How far are you from Medina? Maybe Kim Flottum would like to know about these guys, er gals.


----------



## Oldbee (Sep 25, 2006)

They could be 'picnic beetles' or in the family of 'sap beetles'; _Nitidulidae, same as _SHB. Note the 'mites',.lol. on the other photos.
http://bugguide.net/node/view/92172 Another photo: http://z.about.com/w/experts/Entomology-Study-Bugs-665/2008/11/Bug-Green-Cone.jpg


----------



## Hambone (Mar 17, 2008)

Looks like a sap aka picnic beetle.

http://bugguide.net/node/view/174591


----------



## gmcharlie (May 9, 2009)

Yup sap beetles.... We called em corn beetles.......




The two common sap beetle species observed in maize ears in the Midwest are the picnic beetle, Glischrochilus quadrisignatus (Say) and the dusky sap beetle, Carpophilus lugubris Murray. The wing covers of sap beetles (especially the dusky sap beetle) are relatively short and do not extend to the tip of the abdomen. Antennae have knobs at the tip (club-shaped) (figure, left).
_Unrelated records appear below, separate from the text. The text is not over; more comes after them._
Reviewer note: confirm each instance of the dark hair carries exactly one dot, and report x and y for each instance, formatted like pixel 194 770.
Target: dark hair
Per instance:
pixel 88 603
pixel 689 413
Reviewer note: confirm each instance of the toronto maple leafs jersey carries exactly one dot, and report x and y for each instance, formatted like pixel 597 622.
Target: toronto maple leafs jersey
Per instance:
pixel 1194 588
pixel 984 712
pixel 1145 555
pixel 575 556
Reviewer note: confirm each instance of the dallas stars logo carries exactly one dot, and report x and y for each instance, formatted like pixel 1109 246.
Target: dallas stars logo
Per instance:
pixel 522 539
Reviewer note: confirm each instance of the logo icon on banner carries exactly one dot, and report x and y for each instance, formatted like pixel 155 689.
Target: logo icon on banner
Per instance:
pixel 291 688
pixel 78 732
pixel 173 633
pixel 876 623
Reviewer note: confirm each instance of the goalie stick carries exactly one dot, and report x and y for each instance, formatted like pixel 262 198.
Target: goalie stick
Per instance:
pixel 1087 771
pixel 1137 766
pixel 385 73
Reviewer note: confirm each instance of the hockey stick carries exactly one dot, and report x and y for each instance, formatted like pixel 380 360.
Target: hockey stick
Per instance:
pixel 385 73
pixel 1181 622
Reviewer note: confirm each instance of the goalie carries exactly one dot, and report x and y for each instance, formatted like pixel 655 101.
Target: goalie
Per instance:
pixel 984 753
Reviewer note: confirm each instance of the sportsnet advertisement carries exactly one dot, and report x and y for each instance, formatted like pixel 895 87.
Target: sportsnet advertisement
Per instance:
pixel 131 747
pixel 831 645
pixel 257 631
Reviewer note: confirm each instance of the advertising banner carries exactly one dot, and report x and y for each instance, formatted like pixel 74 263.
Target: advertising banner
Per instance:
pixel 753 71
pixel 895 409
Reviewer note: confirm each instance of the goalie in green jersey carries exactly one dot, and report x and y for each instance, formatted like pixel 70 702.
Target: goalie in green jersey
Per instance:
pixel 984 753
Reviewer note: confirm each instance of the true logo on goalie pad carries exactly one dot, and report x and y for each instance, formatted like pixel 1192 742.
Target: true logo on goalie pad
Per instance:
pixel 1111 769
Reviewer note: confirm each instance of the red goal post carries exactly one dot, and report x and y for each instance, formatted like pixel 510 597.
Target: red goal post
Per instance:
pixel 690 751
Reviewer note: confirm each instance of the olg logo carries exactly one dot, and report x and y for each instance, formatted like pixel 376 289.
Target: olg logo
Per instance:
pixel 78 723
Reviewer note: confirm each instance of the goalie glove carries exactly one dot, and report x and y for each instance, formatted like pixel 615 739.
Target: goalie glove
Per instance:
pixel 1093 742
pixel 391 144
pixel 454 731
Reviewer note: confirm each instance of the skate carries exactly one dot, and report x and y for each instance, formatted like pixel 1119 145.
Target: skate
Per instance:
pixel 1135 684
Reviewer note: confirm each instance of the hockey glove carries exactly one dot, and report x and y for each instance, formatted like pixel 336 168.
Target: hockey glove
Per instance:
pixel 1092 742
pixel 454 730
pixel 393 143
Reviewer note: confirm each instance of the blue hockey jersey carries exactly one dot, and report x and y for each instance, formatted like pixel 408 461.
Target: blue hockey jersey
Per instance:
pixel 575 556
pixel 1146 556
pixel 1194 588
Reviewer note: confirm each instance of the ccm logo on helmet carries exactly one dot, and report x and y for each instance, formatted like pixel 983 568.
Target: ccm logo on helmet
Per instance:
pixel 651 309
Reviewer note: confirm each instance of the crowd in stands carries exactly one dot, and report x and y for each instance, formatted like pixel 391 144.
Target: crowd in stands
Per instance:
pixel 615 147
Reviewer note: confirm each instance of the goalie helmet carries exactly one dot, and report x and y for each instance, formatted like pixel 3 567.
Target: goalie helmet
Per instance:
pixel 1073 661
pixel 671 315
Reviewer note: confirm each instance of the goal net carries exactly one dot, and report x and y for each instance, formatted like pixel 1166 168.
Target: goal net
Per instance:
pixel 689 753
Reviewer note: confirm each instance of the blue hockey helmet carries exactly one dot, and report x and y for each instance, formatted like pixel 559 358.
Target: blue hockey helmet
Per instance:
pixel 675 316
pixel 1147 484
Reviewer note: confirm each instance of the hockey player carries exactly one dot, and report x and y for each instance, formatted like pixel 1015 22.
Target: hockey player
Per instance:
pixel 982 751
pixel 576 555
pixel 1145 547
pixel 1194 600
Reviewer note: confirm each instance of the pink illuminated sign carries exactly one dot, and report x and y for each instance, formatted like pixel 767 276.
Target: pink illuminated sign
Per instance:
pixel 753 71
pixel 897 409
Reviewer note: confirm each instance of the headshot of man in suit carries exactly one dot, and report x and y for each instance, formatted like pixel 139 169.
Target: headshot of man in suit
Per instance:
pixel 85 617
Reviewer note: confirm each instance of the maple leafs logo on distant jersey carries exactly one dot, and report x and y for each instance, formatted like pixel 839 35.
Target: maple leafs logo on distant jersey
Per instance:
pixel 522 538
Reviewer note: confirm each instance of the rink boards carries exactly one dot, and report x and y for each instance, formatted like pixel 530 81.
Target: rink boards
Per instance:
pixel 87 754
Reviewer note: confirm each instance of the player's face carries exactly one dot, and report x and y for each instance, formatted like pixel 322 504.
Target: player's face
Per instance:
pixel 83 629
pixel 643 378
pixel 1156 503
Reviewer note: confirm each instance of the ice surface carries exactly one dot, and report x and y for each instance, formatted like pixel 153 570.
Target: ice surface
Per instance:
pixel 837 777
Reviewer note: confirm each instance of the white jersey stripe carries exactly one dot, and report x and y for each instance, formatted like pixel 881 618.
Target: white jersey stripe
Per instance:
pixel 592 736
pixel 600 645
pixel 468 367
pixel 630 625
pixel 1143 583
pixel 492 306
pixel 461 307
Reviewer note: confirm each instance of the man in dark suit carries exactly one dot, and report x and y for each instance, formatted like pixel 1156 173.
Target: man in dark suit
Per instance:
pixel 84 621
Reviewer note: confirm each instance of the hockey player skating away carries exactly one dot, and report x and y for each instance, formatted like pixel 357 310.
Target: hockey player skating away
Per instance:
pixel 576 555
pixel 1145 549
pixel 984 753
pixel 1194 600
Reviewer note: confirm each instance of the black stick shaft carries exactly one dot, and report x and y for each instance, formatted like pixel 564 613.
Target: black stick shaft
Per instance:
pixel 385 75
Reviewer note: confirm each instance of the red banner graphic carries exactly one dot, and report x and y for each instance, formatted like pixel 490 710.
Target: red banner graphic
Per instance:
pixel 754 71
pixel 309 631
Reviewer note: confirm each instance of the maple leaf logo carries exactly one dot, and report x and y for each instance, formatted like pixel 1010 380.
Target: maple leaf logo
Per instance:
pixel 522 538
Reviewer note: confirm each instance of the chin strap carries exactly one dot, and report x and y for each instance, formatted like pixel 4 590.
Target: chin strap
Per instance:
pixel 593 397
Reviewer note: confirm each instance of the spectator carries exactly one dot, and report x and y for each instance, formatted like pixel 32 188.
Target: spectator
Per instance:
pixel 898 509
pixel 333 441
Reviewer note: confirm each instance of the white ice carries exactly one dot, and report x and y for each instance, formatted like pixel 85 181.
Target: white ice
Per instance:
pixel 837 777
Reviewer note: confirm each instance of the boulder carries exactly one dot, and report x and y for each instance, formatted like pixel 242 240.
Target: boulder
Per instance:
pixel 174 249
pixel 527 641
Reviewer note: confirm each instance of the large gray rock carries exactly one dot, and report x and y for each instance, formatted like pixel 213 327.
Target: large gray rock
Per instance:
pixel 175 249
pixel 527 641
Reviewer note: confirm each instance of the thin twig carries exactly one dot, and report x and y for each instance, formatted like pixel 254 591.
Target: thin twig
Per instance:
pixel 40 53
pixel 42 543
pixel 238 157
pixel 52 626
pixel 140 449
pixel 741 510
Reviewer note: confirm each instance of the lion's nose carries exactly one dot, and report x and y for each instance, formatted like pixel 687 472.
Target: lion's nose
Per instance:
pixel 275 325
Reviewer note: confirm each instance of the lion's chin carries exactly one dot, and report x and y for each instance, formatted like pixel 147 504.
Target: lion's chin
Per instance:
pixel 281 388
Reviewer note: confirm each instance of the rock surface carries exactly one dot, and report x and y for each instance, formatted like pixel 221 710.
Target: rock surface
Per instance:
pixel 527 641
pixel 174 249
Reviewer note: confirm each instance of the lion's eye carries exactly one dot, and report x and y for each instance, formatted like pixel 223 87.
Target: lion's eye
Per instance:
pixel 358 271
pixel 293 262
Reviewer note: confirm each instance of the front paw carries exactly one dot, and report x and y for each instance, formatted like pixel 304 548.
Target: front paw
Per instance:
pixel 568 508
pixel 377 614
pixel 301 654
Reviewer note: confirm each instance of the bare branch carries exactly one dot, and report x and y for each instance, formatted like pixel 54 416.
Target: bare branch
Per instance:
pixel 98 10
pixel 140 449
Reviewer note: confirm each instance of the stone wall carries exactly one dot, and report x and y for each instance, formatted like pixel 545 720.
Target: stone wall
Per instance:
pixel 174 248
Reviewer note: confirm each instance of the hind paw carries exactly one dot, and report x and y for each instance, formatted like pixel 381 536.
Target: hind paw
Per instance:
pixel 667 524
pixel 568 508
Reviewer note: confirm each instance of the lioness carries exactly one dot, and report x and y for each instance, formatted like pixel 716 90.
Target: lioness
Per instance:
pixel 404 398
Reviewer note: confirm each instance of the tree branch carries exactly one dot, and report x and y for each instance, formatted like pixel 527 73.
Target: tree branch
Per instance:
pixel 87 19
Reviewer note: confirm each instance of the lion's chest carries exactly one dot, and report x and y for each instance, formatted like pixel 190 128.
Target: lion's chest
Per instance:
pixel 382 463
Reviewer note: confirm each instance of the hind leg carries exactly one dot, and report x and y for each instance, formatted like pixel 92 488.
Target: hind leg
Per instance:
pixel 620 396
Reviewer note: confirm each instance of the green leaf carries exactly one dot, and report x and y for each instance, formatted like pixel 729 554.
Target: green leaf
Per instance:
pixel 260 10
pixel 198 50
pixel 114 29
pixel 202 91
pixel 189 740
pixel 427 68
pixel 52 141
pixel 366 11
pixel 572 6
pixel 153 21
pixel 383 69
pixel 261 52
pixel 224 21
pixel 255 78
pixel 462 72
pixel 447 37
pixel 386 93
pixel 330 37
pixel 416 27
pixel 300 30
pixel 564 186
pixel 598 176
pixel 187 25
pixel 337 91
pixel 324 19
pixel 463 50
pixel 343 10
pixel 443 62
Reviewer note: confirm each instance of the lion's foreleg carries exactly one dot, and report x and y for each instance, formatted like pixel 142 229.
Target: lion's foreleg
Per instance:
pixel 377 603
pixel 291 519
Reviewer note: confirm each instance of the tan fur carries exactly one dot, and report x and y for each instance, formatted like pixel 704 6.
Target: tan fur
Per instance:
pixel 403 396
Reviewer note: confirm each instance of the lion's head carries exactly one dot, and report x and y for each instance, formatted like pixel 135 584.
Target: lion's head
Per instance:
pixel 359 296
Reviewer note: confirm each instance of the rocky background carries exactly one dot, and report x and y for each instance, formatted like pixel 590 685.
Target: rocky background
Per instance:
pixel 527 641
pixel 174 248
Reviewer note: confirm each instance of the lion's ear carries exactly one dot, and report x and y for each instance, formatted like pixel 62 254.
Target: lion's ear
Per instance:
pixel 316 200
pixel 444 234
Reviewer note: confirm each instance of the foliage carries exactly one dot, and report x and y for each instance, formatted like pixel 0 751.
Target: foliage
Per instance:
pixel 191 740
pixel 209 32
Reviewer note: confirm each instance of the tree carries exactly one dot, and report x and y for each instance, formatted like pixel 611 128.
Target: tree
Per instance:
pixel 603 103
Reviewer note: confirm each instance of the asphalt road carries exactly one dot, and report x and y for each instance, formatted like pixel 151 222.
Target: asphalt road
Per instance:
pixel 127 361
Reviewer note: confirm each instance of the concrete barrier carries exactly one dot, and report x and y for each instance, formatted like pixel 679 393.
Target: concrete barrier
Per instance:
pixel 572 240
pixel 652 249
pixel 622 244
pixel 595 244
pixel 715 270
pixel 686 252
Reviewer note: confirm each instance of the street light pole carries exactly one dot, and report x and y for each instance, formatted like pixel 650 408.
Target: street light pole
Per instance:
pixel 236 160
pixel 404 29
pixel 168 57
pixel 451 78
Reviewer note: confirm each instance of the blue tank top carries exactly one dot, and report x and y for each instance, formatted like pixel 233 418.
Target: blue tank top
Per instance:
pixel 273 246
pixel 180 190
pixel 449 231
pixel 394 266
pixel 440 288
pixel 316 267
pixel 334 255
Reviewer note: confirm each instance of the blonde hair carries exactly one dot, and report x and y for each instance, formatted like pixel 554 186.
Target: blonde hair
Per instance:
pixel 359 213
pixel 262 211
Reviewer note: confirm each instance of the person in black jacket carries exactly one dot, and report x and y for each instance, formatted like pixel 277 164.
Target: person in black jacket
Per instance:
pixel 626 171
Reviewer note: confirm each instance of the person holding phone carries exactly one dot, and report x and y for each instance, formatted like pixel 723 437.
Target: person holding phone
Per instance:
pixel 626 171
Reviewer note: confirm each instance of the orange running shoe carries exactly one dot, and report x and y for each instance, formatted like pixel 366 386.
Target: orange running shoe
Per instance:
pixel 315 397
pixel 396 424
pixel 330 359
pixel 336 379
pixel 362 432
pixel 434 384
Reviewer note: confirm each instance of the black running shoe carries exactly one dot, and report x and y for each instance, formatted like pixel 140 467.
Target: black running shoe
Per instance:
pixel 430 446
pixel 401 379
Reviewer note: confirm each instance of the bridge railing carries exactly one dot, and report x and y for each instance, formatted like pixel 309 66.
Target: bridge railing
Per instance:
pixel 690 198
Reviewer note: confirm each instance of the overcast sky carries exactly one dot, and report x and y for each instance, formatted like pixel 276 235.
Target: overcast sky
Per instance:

Eggs are laid singly and are milky-white and slender (sausage-shaped), resembling a house fly egg. The picnic beetle is a small, shiny, black beetle about 6 mm long with four irregular yellow or reddish spots on the back (figure, left). Larvae are white to cream colored with brown heads (figure, right). The dusky sap beetles are brown, drab looking beetles having no distinguishing marks, with short wing covers, and are about 3 mm long.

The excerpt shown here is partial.